Active
Project:
Aegir HTTPS
Version:
7.x-3.x-dev
Component:
Code
Priority:
Normal
Category:
Feature request
Assigned:
Unassigned
Reporter:
Created:
22 Jun 2018 at 23:33 UTC
Updated:
17 Nov 2020 at 17:50 UTC
Jump to comment: Most recent, Most recent file
Comments
Comment #2
bdragon commentedHere's an initial go at a patch.
I'm not completely happy with it, and it has not been tested, but would appreciate feedback.
Comment #3
bdragon commentedSo the theory here is as follows:
* Sites that have been verified within the last month or so shouldn't need to be reverified.
* Sites that have gone the longest without being verified should be verified first.
* We should be using the spread queue to spread the verifies out as much as possible.
Unknowns
* Not sure how the math works out with the spread queue -- maybe I should be leaving the count at all sites instead of eligible sites? -- should be fine as long as verifys actually happen
* Maybe be a bit more conservative on the math for eligible items and consider them ready for verify a few days LESS than the 7*4? Haven't thought out a scheduling simulation for different numbers of sites. Might need to have it set to (renewal window) - (schedule period)? Not sure about the math.
Comment #4
helmo commentedLooks like a good idea.
The spread queue was a fairly recent addition in #1405904: Hosting cron # of sites per run mismatch between UI and reality
It does however give me a 'PDOException: SQLSTATE[HY093]: Invalid parameter number: number of bound variables does not match number of tokens' though.
Comment #5
dpovshed commentedYep, I confirm - the same error
Comment #6
dpovshed commentedUpdated patch attached
Comment #7
dpovshed commented...
Comment #8
dpovshed commentedThis one is superseding my previous patches.
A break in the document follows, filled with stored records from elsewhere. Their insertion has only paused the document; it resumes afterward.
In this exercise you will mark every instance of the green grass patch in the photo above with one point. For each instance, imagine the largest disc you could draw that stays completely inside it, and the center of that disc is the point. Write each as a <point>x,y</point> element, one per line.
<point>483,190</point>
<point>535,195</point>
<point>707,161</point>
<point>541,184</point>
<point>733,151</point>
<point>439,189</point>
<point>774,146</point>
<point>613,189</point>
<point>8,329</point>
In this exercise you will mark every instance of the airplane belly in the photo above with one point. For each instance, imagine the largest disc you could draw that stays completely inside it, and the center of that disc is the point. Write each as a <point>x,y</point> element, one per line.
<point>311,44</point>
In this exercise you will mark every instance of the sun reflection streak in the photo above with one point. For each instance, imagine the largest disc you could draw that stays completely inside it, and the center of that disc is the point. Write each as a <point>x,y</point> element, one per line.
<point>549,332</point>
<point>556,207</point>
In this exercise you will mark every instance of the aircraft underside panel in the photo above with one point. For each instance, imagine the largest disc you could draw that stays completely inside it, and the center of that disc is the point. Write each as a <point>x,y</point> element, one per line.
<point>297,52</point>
In addition here SQL request is updated - JOIN was used and the query itself converted to standard Drupal format.
This one seems finally working, let me see how it will proceed large number of sites.
Comment #9
helmo commentedNow on my dev ... seems to work.
I've committed it on the 2910575-verify-spread branch.
The $queue_only parameter could have a name that's more descriptive, but I've not sure what ... I've added some phpdoc comments to at least explain it a bit.
Comment #11
helmo commentedPS(note to self): An easy way to debug this function is
drush @hm php-eval "print_r(hosting_letsencrypt_get_sites(true, 2));"Comment #13
helmo commentedComment #15
acWould this change effectively show no sites in the queue if all sites had been verified recently?
Previously I always had 50+ sites in the queue at any given time but lately I noticed there are none. Running drush @hm php-eval "print_r(hosting_letsencrypt_get_sites(true, 2));" returns an empty array.
Comment #16
helmo commented@ac yes I think that was the idea here.
However I came to this issue because I noticed a site where the cert is about to expire in 14 days. The last verify task was 16 days ago so 12 days before the site is scheduled again in the renewal queue.
That is cutting it very close :( ... I'd like to avoid getting nervous from monitoring warnings. What about changing the 4 weeks to 2.
Comment #17
colanWhen I originally wrote this stuff, it was tricky staying between LE's rate limits and not getting sites updated in time. So any suggestions to optimize this would be welcome!
Comment #18
helmo commentedHere's the patch for that
Comment #20
ergonlogicAs Colan mentioned, when we originally wrote this, we took some shortcuts. Scheduling verify tasks without checking the certs' expiry was expedient, but perhaps a little heavy-handed. We could have the queue task check for imminent expiry (within a week, for example) and only queue the 'verify' task at that point.
Comment #21
colan+1
This would:
Setting back to Active as I'm now convinced this is what we should do (and we don't have a patch for it yet).
Comment #22
dpovshed commentedWhile the attached patch is not a rework with more modest usage of LetsEncrypt I decided to share it in case someone else with large number of files finds it useful.
The modification does two things:
- prevent the queue to be stuck by firing the same task(s) again and again - if the verification already scheduled it will not be scheduled for 2nd time;
- in case of verification has failed it will not be repeated for one week. This prevents misconfigured item to block the queue.